Monday, June 20, 2011

Growing Pains #2, Suck It Up:

I stood on the side of the cross country course watching my son go by, his face grimaced with pain, an ace bandage coming unwrapped, trailing from his left leg.  He had pulled up lame a week or so before; he hoped to be able to do well enough today to go on to the regional meet.  I was juggling my heart--not too skillfully I might add.  Do I encourage him to go on, knowing that if he goes on he'll push himself in such a way that his pain will increase?  Or, do I yell, "Son, don't hurt yourself.  Pull up."? I Know that no one will blame him for not continuing to run on a bad leg.  "These things happen.  You've got two more trips to the districts.  Even if you do hang on and qualify will your leg heal in time to do your best at regionals?" 
Of course I couldn't have said all of that out loud.  There wasn't time as he ran by.  But I knew that with a nod, a look, a few shouted words I could have communicated most all that.  Maybe it wouldn't have made any difference.  Perhaps I flatter myself to think that what I would say would make a difference at such a point.  Maybe, but I don't think so. 
Instead I yell, "Hang in there 'Topher.  Remember your brother's advice."  Big brother, his macho freshly charged with the news that he will be starting this Friday against the #1 football team in the state, had eloquently stated, "You gotta suck it up."  (For any who read who are not familiar with sports-macho-talk that means to keep going even when it hurts, for a determined mind to tell an injured body to keep on going.  For maximum effect the line needs to be delivered in a course low voice.)  It was my son's version of a thousand usually corny sounding statements that coaches spout and hang up on locker room walls.
Only today it wasn't corny. 
I knew success in life didn't depend on whether or not my son finished that race.  If he didn't qualify for regional competition his life wouldn't stop like some town clock forever frozen at the time of the big earthquake.  But all of us must learn to "suck it up."  Was this one of those times?  I wish I knew for sure.  I'm really not any closer to being sure today than I was yesterday. 

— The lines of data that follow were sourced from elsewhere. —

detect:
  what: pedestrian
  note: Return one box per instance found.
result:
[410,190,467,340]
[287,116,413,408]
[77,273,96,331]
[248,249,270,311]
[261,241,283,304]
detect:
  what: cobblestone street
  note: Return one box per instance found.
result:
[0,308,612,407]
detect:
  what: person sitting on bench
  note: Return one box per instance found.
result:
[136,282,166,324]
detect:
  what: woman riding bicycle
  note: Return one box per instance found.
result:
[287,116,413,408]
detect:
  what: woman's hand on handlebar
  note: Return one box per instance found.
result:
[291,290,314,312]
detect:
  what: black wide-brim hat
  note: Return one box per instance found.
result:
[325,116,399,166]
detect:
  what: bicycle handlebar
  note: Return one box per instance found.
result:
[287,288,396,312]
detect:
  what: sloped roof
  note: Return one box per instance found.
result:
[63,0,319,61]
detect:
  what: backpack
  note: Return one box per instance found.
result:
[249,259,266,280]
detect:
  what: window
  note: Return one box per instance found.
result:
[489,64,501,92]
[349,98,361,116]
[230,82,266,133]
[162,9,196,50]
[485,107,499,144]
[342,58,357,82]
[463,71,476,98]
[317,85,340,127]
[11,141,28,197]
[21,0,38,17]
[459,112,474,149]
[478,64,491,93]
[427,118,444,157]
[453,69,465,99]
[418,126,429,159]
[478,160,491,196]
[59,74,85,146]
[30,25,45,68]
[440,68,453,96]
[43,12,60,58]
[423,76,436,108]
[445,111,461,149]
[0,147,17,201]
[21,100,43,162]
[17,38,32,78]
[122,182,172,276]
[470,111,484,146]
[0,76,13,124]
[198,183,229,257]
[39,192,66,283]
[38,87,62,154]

Maybe he needed to face the hard fact that God doesn't guarantee that hard work will lead to success--at least success as recognized by the passing out of ribbons.  Maybe he would have learned more courage by facing the potential scorn of his peers, who would say, "He had a big chance and he let a little pain get in his way."  Even in the quiet reflection of the next morning I don't know.  That is often how it is.  We just don't know, yet as parents, when our kids run by, we are expected to yell something.
Is this the time to let him stretch the limits?  Is he ready for this next step?  Do I encourage him to run through the pain or do I let him weep in my arms and tell him there will be other days, other races?  We aren't equipped with a manual that is that specific.  Even if we were, we wouldn't have time to read it.  So we stand on the sidelines and yell things as our kids go by.  We love them and try to have the best desires for them and try to listen to them and pray for them and hope that at that critical moment when they rush by on their way to adulthood we will yell the right thing.  I wish that it were more precise than that, but it's not.  If it weren't for the fact that I trust God I would probably give up in despair.
I am firmly convinced that my heavenly Father loves my boys even more than Kathy and I.  While I am yelling out to my sons He is encouraging me.  Like another old sports cliche', He only expects me to do my best.  I need to make sure that my soul is filled with His word and that my heart is tender to His leading.  At the critical moment there is no time to study; often there is not even time to think.  I need an internal guidance system that always points to the right way.  I need to regularly program that system with the data of the Bible.  Even if I do my very best the fact remains that I will sometimes fail; if I had to depend solely on my ability to always say and do the right thing in order for my sons to turn out right, I would be a very frustrated dad.  I try to do and say what is right, but in the final analysis I have trusted them to God.
It is hard.  I guess I just have to "suck it up."